Karanlıklardan aydınlığa
ABDULLAH YILDIZ
"Kısa Sûreler" derslerimiz Felak ve Nâs sureleri ile sona eriyor. Bu iki sûreye 'iki koruyucu' anlamında "muavvizeteyn" ve 'şirkten uzaklaştıranlar' anlamında "mukaşkışeteyn" de denir. Bu sûrelerin şifa maksadıyla okunduğuna dair hadisler vardır. "Felak" kelimesi, 'sabah' manasına geldiği gibi 'yarmak' manasına da gelir. Mekke'de inen Felak suresi mealen şöyledir:
"Rahmân Rahîm Allah'ın adıyla. 1- De ki: Ben ağaran sabahın Rabbine sığınırım; 2- Yarattığı şeylerin şerrinden, 3- Karanlığı çöktüğü zaman gecenin şerrinden, 4- Ve düğümlere üfürüp büyü yapan üfürükçülerin şerrinden, 5- Ve kıskandığı vakit kıskanç kişinin şerrinden."

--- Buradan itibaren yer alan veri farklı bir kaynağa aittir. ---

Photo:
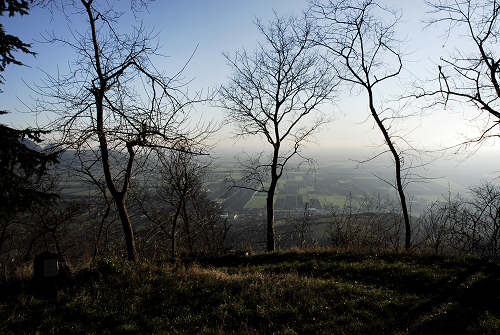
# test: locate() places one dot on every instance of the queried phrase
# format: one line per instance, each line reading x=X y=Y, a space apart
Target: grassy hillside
x=294 y=292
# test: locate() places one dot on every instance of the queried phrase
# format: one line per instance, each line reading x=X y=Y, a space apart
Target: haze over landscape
x=204 y=30
x=254 y=167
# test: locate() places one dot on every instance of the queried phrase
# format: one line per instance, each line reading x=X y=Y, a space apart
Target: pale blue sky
x=227 y=25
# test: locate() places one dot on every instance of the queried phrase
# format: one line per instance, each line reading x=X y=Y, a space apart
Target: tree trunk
x=174 y=226
x=127 y=230
x=270 y=215
x=397 y=160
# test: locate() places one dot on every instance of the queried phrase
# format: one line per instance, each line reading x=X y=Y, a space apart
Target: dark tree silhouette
x=273 y=94
x=360 y=35
x=9 y=44
x=116 y=98
x=22 y=163
x=470 y=75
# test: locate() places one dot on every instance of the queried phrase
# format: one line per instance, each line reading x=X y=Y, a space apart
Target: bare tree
x=273 y=94
x=181 y=181
x=470 y=75
x=360 y=35
x=115 y=97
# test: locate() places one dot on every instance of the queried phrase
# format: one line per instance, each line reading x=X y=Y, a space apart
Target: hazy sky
x=218 y=26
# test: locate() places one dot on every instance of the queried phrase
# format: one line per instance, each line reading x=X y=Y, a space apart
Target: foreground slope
x=292 y=292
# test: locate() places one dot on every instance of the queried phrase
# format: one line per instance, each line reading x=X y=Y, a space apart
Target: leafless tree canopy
x=115 y=98
x=274 y=89
x=273 y=93
x=471 y=73
x=360 y=35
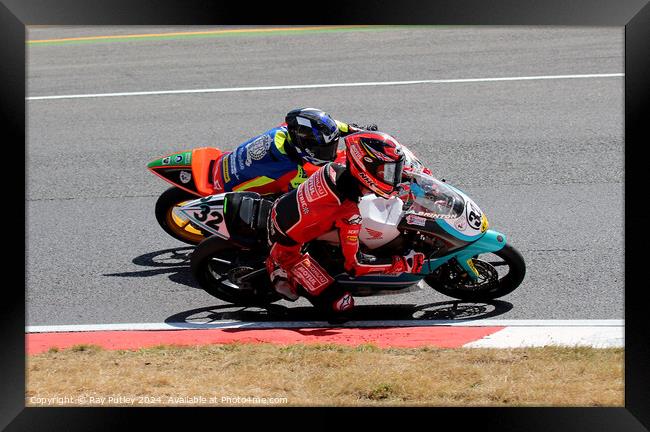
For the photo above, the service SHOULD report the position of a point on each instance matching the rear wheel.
(231, 273)
(500, 273)
(171, 219)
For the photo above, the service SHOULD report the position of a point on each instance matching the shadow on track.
(174, 261)
(456, 310)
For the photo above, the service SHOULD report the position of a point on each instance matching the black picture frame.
(633, 14)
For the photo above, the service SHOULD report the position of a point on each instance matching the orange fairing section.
(201, 158)
(311, 168)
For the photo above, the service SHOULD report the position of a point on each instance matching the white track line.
(316, 86)
(519, 337)
(559, 324)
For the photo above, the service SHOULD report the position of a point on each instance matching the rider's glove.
(409, 263)
(282, 285)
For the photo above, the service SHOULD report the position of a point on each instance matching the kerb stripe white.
(317, 86)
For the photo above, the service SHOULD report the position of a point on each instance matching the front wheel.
(172, 220)
(500, 273)
(231, 273)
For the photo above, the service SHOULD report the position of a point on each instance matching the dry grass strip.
(325, 375)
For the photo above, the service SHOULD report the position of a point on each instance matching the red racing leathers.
(327, 200)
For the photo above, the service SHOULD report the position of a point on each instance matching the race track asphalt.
(542, 158)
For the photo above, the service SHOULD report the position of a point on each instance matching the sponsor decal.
(185, 177)
(315, 187)
(474, 216)
(369, 182)
(332, 173)
(345, 303)
(374, 233)
(258, 149)
(224, 167)
(302, 202)
(470, 263)
(310, 275)
(354, 220)
(484, 224)
(299, 179)
(356, 154)
(416, 220)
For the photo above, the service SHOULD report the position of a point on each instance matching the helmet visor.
(325, 153)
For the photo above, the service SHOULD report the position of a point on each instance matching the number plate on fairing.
(207, 214)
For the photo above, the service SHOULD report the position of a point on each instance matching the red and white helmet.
(375, 159)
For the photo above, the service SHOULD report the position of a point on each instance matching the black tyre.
(500, 272)
(172, 220)
(219, 266)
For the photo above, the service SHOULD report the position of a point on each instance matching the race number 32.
(211, 219)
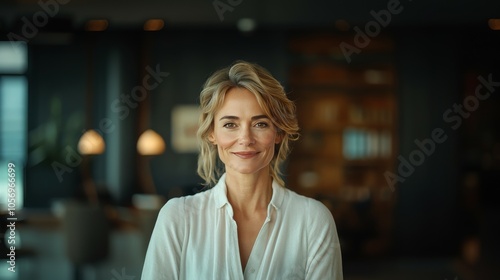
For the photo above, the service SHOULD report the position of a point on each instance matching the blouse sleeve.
(165, 246)
(324, 260)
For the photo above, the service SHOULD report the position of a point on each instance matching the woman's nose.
(246, 137)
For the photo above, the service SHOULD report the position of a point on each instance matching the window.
(13, 118)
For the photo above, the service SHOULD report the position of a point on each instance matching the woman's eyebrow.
(237, 118)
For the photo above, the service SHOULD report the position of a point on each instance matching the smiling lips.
(245, 155)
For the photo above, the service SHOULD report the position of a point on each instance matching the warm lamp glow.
(91, 143)
(150, 143)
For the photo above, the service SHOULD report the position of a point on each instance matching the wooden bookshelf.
(347, 113)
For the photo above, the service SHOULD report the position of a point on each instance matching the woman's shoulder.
(180, 206)
(307, 205)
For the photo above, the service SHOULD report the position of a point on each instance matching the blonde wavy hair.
(270, 96)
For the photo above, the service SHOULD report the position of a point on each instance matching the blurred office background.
(397, 101)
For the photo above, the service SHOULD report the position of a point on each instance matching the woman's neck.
(249, 193)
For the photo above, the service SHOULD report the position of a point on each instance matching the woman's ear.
(279, 137)
(211, 138)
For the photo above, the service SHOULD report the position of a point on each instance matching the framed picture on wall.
(184, 128)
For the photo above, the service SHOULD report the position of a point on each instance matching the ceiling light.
(154, 25)
(96, 25)
(494, 23)
(246, 25)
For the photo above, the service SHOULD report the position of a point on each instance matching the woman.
(248, 226)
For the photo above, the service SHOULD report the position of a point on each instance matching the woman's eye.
(261, 125)
(229, 125)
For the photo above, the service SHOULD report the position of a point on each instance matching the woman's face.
(244, 135)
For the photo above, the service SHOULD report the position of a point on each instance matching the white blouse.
(195, 237)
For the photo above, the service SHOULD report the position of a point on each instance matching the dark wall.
(429, 73)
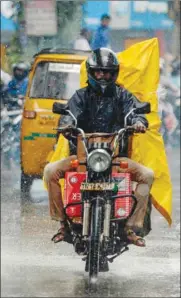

1. ayette geçen "felak" kelimesi, sözlükte 'yarıp çıkarmak' demektir. Burada, çoğunluğun görüşüne göre, 'gecenin karanlığının yarılmasıyla ortaya çıkan sabah vakti' manasına gelir. Rabbimiz kendisi için"Fâliku'l-isbâh" (Gecenin karanlığını yarıp sabahı çıkaran) sıfatını kullanmıştır (En'âm, 6/96). Buna göre, "Rabbü'l-felak" terkibi, 'Sabah'ın Rabbi' demek olup, sûre, karanlıklardan aydınlığa çıkmak, zor durumlardan rahatlığa erişmek için aydınlığın yaratıcısı ve hakikatin her şekildeki idrakinin kaynağı yüce Allah'a (c.c.) sığınmayı ve hakikatin peşinden koşmayı emretmektedir. "Felak" ile Allah'ın yarıp ortaya çıkardığı her şey ve kâinatın yokluk alanından belki bir patlamayla ilk yaratılışı da kastedilmiş olabilir; gecenin karanlığını yarıp sabahı çıkardığı gibi, yeryüzünü yararak orada nice ürünler, dağları parçalayarak ondan gözeler, nehirler, madenler çıkarması, bulutları yararak onlardan yağmurlar yağdırması… İşte bu muazzam işleri yapan sonsuz kudret ve azamet sahibi Allah'a her türlü şerden sığınmak, kullar için selamet, emniyet ve saadet vesilesidir. Sığınılacak şeylere gelince:
2. ayette "Bütün yarattıklarının şerrinden" denerek öncelikle çok genel bir ifade kullanıldı. Çünkü Allah'tan başka bu ifadenin kapsamına girmeyecek hiçbir varlık kalmamaktadır; dolayısıyla maddî ve manevî, dünyevî ve uhrevî, dış âlemde veya kişinin kendi nefsinde, tabiî ve ihtiyarî her türlü şerri kapsamaktadır. Bu ayetten sonrakiler hiç zikredilmemiş bile olsaydı, yine de ayrıca sayılanlar da dâhil bütün yaratıkların şerrinden Rabbimize sığınmış olacaktık. Fakat zararlarının büyüklüğüne dikkat çekmek üzere, bu genel ifadeden sonra özel olarak üç şeyin önemi vurgulandı:
3. ayet: "Karanlığı çöktüğü zaman gecenin (ğâsıg) şerrinden": "Ğâsıg" kelimesine, 'soğuk, Süreyya yıldızı, güneş, ay, yılan ve zarar veren her şey' manalarının yanında daha çok 'gece' anlamı verilmiştir. Gecenin içinde barındırdığı pek çok kötülük vardır. Öncelikle karanlık görüntüsü, korku ve dehşet vericidir. Vahşi hayvanlar yuvalarından, haşeratlar yerlerinden geceleyin çıkarlar. Hırsızlar, düşmanlar ve suçlular o vakit hücuma geçerler. "Çöken karanlık" mecazi anlamda zulüm, cehalet, karanlık düşünce ve duygular olarak da anlaşılabilir. Bütün bunların şerrinden korunmak için de yüce Allah'a (c.c.) sığınmamız gerekir.